50 Words for Snow – the very idea is excessive, superfluous, even ridiculous, but this is precisely the kind of material from which only Kate Bush can create a masterpiece. As seven songs slowly unfurl for over an hour on the topic, the listener is left only with a strengthened sense of Bush’s uncanny ability to form an inhabitable world in an album.
2011 has been an unusually active year for the artist: after 6 years of silence following Aerial, this year has seen two new records, although the reworkings on Director’s Cut seem very much a prelude to the stunning development of 50 Words for Snow. The prolonged breaks between albums are well-known and oft-mourned, but here the gap seems fitting to a deeply contemplative set of songs, with Bush displaying a new appreciation for patient and reserved gracefulness.
This is manifest immediately on opener ‘Snowflake’, as tentative flutters of piano combine with the muffled rumble of percussion in a fragile and tender duet with Bush’s 13 year-old son. The track is built around space as silent as the snowfall it describes, eschewing climactic crescendo for a hushed beauty all the more resonant for its subtlety. Kate’s son, Bertie, takes the lead with a delicate soprano that is oddly reminiscent of his mother’s vocal flights twenty years ago; the contrast between the pair highlights how Bush’s voice has aged, taking on deeper, huskier tones that work to soften some of the icier textures here.
‘Snowflake’ marks the first of several duets on the album, which features guests as diverse as Elton John and Stephen Fry. It is these figures who will perhaps prove the record’s most divisive features, with Elton’s melodramatic vocal on ‘Snowed In At Wheeler Street’ in particular inviting raised eyebrows. Whilst not the record’s high point, the strength of Bush’s writing and the powerfully emotional tale of lovers who are constantly held apart lend gravity to a performance that could easily have veered into nauseatingly sentimental territory, as the pair cry “I don’t want to lose you again.”
It’s the one moment on 50 Words for Snow that threatens the pensive atmosphere, but its brash emotional directness serves as a welcome reminder of the songwriter’s lauded ability to juggle the sublime and the ridiculous. The title track is another case of Kate’s irrepressible whimsy, as Stephen Fry enunciates 50 words for snow with tangible relish, from the delightful “blackbird Braille” to the more perplexing “bad for trains.” Provided with the album’s most propulsive music in the form of pacy, jazz-inflected rhythm section and reverberating swirls of guitar, the song takes a static, inexplicable idea and becomes an exciting journey guided by the ice-queen presence of Bush’s commanding countdown.

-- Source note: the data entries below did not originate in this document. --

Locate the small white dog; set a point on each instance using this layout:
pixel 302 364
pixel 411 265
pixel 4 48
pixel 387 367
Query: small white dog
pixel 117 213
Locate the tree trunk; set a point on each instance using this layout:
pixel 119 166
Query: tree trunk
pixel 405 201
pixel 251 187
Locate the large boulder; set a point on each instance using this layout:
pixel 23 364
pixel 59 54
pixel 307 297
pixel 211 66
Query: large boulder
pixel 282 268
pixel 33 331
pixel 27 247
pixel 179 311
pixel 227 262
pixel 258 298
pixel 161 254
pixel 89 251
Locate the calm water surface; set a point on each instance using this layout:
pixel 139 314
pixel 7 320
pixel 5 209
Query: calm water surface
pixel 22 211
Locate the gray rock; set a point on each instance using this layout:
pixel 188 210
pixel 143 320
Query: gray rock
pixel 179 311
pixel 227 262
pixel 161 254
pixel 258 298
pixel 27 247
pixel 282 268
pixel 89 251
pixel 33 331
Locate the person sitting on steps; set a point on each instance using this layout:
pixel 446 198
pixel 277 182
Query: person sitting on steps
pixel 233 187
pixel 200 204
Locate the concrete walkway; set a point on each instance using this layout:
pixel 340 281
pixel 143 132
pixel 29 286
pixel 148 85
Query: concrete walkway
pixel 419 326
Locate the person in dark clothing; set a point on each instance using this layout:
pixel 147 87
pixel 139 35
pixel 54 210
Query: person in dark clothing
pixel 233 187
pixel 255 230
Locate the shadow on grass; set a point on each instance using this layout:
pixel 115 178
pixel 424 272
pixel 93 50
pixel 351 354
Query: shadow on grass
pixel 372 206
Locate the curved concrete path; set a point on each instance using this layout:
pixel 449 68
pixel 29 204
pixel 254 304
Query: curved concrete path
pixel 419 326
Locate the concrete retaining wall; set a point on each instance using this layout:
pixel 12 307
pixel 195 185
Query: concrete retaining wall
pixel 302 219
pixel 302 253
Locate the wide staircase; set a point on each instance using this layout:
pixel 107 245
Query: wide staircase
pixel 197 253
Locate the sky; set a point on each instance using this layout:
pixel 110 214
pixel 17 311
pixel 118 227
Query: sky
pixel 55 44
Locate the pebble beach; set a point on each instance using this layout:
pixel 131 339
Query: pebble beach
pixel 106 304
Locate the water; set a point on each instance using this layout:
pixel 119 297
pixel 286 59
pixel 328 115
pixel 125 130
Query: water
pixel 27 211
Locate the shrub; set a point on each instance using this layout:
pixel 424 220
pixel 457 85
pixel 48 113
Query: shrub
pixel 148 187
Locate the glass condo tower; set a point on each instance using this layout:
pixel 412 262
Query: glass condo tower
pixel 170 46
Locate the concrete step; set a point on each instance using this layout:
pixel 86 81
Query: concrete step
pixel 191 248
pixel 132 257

Lyrical playfulness is second nature for Bush, but 50 Words for Snow achieves cohesiveness across its seven tracks between even the most disparate ideas. It is a landscape populated by lost figures: the “lonely” Yeti of ‘Wild Man,’ the vanishing snowman of ‘Misty,’ the woman’s spirit crying out for her dog on ‘Lake Tahoe.’ For all of its light-heartedness, the title track’s endless synonyms point to the ephemeral fragility of snow that the record explores throughout: nothing here can be pinned down, as lovers have to separate, the animated snowman melts and the snowflake given voice on the opener proves impossible to find. The frozen landscape, for all its beauty, is harsh; it separates, confounds and ultimately disappears as quietly as it came.
‘Misty’ yields at once the most jarring and touching lyrical turn here, with Bush narrating a surprisingly sensual one-night stand with a snowman. This lengthy, dense story never loses its thread of genuine emotion; Kate’s passionate and yearning delivery of lines like “I can feel him melting in my hands” and “the sheets are soaking” replaces potential humour with blunt sexuality that becomes sad desperation as it evaporates.

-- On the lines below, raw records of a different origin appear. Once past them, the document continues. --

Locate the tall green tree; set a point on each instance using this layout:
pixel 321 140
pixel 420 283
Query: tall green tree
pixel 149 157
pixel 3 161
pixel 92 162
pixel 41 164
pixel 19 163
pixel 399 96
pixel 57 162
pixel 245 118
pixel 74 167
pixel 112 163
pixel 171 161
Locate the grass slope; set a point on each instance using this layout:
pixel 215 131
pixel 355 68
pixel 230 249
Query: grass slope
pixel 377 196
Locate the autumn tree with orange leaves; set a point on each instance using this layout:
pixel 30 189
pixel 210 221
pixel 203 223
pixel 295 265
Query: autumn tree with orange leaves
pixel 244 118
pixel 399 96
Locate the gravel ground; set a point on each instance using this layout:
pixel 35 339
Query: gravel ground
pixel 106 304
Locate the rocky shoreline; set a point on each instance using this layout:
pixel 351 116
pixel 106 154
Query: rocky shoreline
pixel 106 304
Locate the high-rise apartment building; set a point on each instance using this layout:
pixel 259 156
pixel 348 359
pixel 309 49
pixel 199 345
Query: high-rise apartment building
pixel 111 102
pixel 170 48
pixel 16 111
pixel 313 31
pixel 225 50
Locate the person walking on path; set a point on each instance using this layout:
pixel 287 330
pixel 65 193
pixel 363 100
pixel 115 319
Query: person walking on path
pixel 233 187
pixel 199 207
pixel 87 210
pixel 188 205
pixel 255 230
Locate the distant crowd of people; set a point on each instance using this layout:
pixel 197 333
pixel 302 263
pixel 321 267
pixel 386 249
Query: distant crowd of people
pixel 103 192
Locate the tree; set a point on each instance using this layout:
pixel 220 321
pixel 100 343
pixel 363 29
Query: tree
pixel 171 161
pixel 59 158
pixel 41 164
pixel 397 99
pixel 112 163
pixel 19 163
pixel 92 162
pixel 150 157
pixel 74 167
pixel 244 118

As the album closes with the plaintive, twinkling wonder of ‘Among Angels,’ it’s evident that whilst Bush never fails to surprise, it is not longer a top priority. 50 Words for Snow is the work of a consummate artist who can simultaneously engage with her inherent whimsy and divorce herself from it, producing something both otherworldly and disarmingly, invitingly human.